A bunch of people watching and waiting for others to get into car-wrecks while they travel at ludicrous speeds...that's a moral?
Wasn't it Jeff Gordon who got pelted with beer bottles?
I’m assuming they threw what ever they had next to them, or where carrying in their hand that very moment...i guess he's just lucky he wasn't shot for that matter.
Maybe an inbred child, as if it were some sort of redneck baby lottery/- redneck version of a Japanese card game. "This one’s only got one eye brow cleft, and 13 toes" "god damnit, you beat me". The ugliest baby is transferred to a new family.
We can grow a clone version of bob barker to host it...and their will be bob barker clones why else would he want all of u to spay and neuter our pets; it's because he's going around collecting them; in a diabolical plan to be the only game show host on television...
But just to have that as an outcome situation -when you’re basically "on the job"? I don’t consider it a sport; it’s more like an exhibition. If the car was alive- then yeah it would be a sport. It’s just driving around in a giant circle for about 2-6 hours -that’s still a bit much for what they do as a career, hell you don't pelt down the pizza guy when he gets there early with the pizza you ordered, do you?

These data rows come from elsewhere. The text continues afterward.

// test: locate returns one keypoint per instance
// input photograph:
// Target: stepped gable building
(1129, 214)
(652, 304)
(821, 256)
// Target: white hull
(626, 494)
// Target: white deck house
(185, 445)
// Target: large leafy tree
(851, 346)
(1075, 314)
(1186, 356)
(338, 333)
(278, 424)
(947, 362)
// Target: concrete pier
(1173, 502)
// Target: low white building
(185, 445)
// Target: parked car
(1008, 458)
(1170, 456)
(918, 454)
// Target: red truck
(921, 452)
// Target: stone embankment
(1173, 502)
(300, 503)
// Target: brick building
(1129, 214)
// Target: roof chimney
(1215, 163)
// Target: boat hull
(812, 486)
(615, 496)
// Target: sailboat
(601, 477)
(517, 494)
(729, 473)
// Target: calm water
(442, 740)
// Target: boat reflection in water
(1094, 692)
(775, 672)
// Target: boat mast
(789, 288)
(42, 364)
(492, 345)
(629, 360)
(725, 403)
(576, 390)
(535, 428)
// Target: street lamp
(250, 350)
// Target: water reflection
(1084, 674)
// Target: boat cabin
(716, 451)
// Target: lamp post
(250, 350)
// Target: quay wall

I could see if they were about to do a "granny shakedown", then i would agree with the use force. Help the guy put her out of her misery.
I must apologize, about the last comment, i am not an advocate of elderly abuse- but i have thought about it. It’s naturally equivalent to "road rage".

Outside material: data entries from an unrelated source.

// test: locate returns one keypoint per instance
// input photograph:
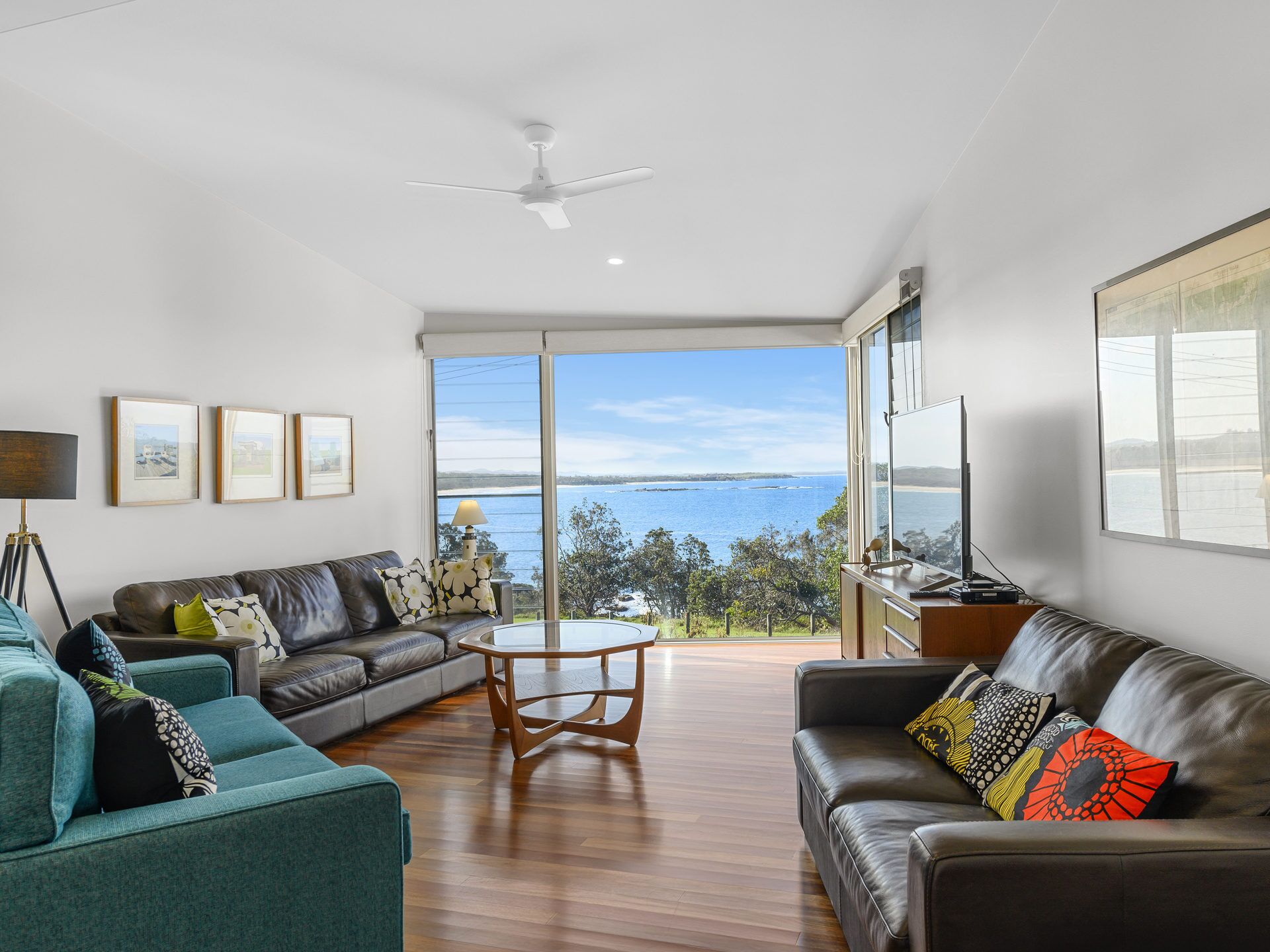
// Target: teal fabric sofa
(292, 852)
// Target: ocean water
(716, 513)
(1214, 506)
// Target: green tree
(832, 534)
(661, 569)
(760, 575)
(593, 560)
(710, 592)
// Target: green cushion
(234, 728)
(46, 739)
(193, 619)
(269, 768)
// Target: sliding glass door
(488, 446)
(700, 492)
(890, 382)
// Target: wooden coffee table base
(509, 692)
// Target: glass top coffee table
(509, 692)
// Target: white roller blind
(482, 344)
(601, 342)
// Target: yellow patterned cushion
(978, 727)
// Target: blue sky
(701, 412)
(647, 414)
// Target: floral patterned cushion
(1071, 771)
(980, 725)
(409, 592)
(245, 616)
(464, 586)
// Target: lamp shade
(37, 465)
(469, 514)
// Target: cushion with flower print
(464, 586)
(409, 592)
(245, 616)
(978, 727)
(1071, 771)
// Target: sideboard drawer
(905, 621)
(901, 647)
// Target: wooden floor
(687, 842)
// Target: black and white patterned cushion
(244, 616)
(144, 750)
(978, 727)
(409, 592)
(85, 648)
(464, 586)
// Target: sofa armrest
(243, 655)
(306, 863)
(880, 692)
(1138, 884)
(183, 682)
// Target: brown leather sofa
(349, 664)
(912, 859)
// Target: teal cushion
(16, 622)
(234, 728)
(275, 766)
(46, 746)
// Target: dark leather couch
(912, 859)
(349, 664)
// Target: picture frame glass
(1184, 395)
(157, 452)
(252, 455)
(324, 456)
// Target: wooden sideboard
(879, 619)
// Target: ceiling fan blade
(553, 214)
(597, 183)
(464, 188)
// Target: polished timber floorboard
(687, 842)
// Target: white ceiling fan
(544, 197)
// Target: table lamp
(33, 466)
(469, 514)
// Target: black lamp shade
(37, 465)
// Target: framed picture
(324, 456)
(1184, 395)
(155, 452)
(251, 455)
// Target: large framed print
(251, 455)
(1184, 395)
(324, 456)
(154, 452)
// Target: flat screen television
(930, 488)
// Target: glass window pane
(489, 448)
(704, 492)
(876, 463)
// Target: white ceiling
(795, 143)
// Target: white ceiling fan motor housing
(539, 136)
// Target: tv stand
(880, 617)
(937, 579)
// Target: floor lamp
(33, 466)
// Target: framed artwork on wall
(251, 455)
(154, 452)
(1184, 395)
(324, 456)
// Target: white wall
(1129, 130)
(120, 278)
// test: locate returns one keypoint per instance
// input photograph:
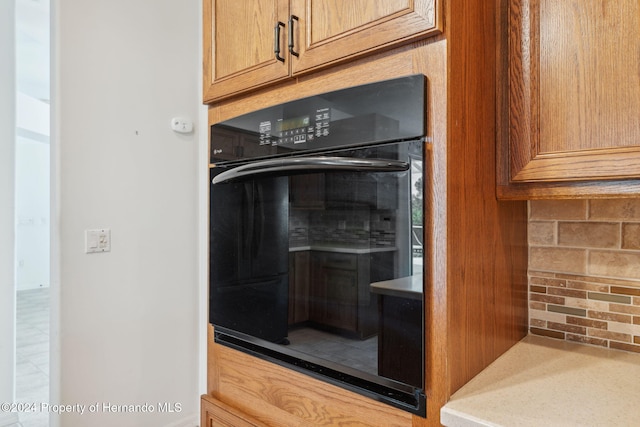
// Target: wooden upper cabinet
(239, 41)
(331, 31)
(574, 91)
(240, 37)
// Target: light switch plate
(96, 241)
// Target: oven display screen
(295, 123)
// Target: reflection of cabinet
(240, 37)
(349, 189)
(299, 265)
(339, 190)
(307, 191)
(574, 93)
(340, 294)
(400, 339)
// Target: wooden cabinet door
(239, 42)
(330, 31)
(214, 413)
(574, 90)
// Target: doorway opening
(32, 206)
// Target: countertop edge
(546, 381)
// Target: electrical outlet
(96, 241)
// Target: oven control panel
(296, 130)
(373, 113)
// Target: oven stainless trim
(311, 165)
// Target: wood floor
(32, 353)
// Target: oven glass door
(319, 259)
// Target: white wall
(7, 153)
(128, 322)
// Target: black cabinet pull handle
(276, 47)
(291, 44)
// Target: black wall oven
(316, 260)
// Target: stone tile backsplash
(584, 271)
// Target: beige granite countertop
(404, 287)
(547, 382)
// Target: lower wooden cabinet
(214, 413)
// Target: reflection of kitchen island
(400, 329)
(329, 287)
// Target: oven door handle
(298, 165)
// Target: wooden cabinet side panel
(486, 239)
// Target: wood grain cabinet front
(574, 92)
(248, 45)
(214, 413)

Just a basic anger thought. We all have them.
I was a pizza delivery driver for a while- i never once had that infamous porn incident.
Not in the land of concerv-a-hippies. The most you get are running naked babies, just running freely through out the house. The ones born to be a streaker…of course no one wants to see the baby pause, look up with that sudden "urgent" look on their face, while they relieve themselves all over the floor.
-True story- i once saw a toddler take a shit behind a laZboy. I turned and looked at the mother, and all she had to say was "yeah, sometimes he does that".
How as a parent can you actually let that go on? Are you trying to create a family of random shitters?
Or maybe its proof that some rednecks -like their natural enemy the "gays"- are born not raised. And yes gay people can be raised; we just call them "metro-sexuals".
We're all living in a false sense of status... there is no picture perfect society. There never will be- not in our progressing timeline, and i use the words progressing timeline as an insult.
It can’t happen when we all continue to be willing subjects of commercialization. I fall for the shit too, no ones exempt in this. They (marketers and advertising executives) prey on the one of the most natural reaction we have... and that's when shit goes bad we all want something to make us feel a little better. We would rather kill ourselves off then help each other out, it’s just that simple.
Our race is that of ineptitude, willing to slowly annihilate itself off, not to mention the planet in the name of convenience. Technology is one of those cruxes -it's new and shiny and you don't have it. Cell Phones are the new symbol of status judgment. We rate each other on how much we have, "how many things can your toy do"?
There are positives and negatives everywhere you look, in all shapes and shades of life.
Example: the homeless are increasing -but at least someone’s' around and willing to recycle our bottles and cans, and eat our left over food.
Thinking these things can make some-one go sick...but they are thoughts that should be raised up in conversation, if not then what the hell is the point of communicating?
If we can't get together and talk things out and reach some sort of conscious about how to solve our problems, to better ourselves as a race...then we should all just cut out our tongues, cause this constant brag battle of an existence is getting us nowhere...
I guess I’ll end with this:
Sometimes we need a zephyr of inspiration to help us when we're low or when we don't want to hassle with the outside world, and with that warm breeze, anything seems possible...
Just remember to bring your shotgun incase it turns into a zombie!